The HHS Office for Civil Rights (OCR) just recently issued a fact sheet that explains all requirements a business associate can be held directly liable for under HIPAA Privacy, Security, Breach Notification, and Enforcement Rules (HIPAA Rules).
In 2013, OCR issued a final rule that, among other things, identified HIPAA Rules requirements that apply directly to business associates and for which business associates are directly liable.
OCR has the authority to take enforcement action against business associates only for those requirements and prohibitions of the HIPAA Rules that appear on the following list.
- Failure to provide the Secretary with records and compliance reports; cooperate with complaint investigations and compliance reviews; and permit access by the Secretary to information, including protected health information (PHI), pertinent to determining compliance.

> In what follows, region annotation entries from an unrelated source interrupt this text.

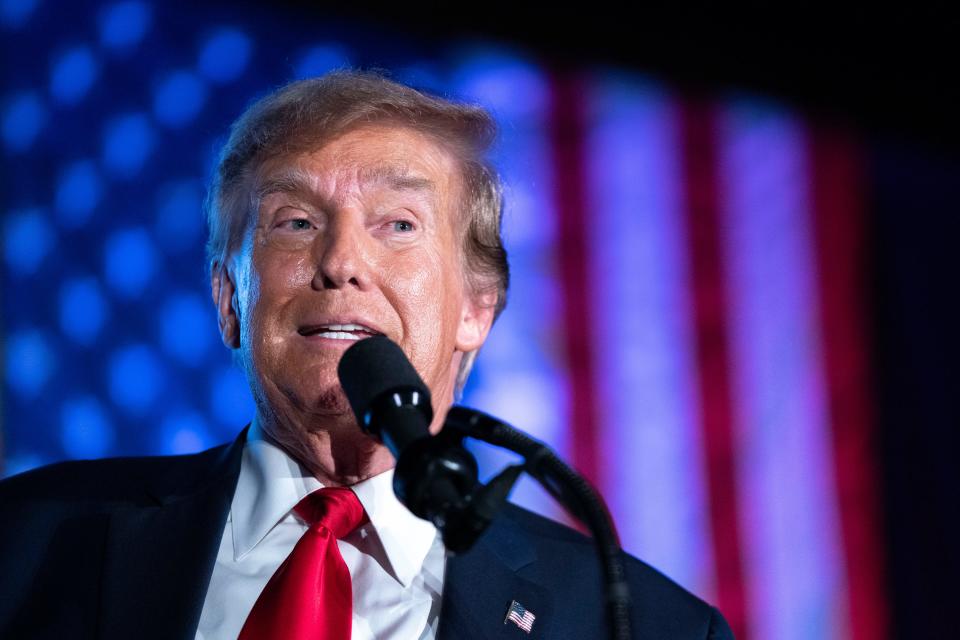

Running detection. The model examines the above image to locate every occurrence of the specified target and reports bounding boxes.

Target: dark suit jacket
[0,437,732,640]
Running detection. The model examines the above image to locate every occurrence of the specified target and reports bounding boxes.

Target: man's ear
[210,262,240,349]
[456,292,497,353]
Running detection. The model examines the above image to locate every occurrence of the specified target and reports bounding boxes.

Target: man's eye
[280,218,313,231]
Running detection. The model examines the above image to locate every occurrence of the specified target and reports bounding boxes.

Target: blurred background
[0,0,960,640]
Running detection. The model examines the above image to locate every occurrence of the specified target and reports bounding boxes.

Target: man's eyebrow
[359,164,437,191]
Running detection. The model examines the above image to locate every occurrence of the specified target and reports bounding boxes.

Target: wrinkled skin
[211,126,493,484]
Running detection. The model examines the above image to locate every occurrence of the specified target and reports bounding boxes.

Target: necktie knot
[293,487,367,539]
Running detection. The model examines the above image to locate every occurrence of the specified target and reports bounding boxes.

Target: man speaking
[0,72,730,640]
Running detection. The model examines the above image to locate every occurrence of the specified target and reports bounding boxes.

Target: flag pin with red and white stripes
[503,600,537,633]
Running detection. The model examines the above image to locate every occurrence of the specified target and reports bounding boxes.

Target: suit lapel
[100,434,245,640]
[437,518,553,640]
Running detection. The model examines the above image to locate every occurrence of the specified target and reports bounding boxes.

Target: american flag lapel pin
[503,600,537,633]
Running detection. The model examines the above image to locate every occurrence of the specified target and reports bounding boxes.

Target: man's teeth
[322,324,373,333]
[314,324,376,340]
[315,331,360,340]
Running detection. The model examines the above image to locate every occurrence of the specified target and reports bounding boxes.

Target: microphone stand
[435,406,631,640]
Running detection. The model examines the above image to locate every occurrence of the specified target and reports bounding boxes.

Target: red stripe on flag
[550,75,599,484]
[681,103,747,640]
[810,131,887,640]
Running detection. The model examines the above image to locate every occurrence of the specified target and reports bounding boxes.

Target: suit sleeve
[707,607,733,640]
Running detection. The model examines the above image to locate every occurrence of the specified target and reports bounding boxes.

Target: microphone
[337,336,479,552]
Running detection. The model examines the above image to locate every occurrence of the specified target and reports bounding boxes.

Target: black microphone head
[337,336,433,429]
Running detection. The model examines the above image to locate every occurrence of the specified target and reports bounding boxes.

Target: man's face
[214,126,492,436]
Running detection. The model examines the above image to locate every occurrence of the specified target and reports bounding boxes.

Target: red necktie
[238,487,366,640]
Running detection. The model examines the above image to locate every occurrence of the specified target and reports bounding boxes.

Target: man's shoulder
[501,504,732,638]
[0,444,237,510]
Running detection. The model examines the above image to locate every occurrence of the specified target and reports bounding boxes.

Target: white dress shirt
[196,422,445,640]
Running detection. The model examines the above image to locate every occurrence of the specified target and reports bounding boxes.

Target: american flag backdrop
[0,1,888,640]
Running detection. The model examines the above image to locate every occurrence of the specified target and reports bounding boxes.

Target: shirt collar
[230,420,437,586]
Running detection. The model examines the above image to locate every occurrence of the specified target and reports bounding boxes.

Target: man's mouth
[299,324,380,340]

- Taking any retaliatory action against any individual or other people for filing a HIPAA complaint, participating in an investigation or other enforcement processes, or opposing an act or practice that is unlawful under the HIPAA Rules.
- Failure to comply with the requirements of the Security Rule.
- Failure to provide breach notification to a covered entity or another business associate.
- Impermissible uses and disclosures of PHI.
- Failure to disclose a copy of electronic PHI to either the covered entity, the individual, or the individual's designee (whichever is specified in the business associate agreement) to satisfy a covered entity's obligations regarding the form and format, and the time and manner of access.
- Failure to make reasonable efforts to limit PHI to the minimum necessary to accomplish the intended purpose of the use, disclosure, or request.
- Failure, in certain circumstances, to provide an accounting of disclosures.
- Failure to enter into business associate agreements with subcontractors that create or receive PHI on their behalf, and failure to comply with the implementation specifications for such agreements.
- Failure to take reasonable steps to address a material breach or violation of the subcontractor's business associate agreement.
According to OCR Director Roger Severino, these facts should "make it as easy as possible for regulated entities to understand, and comply with, their obligations under the law."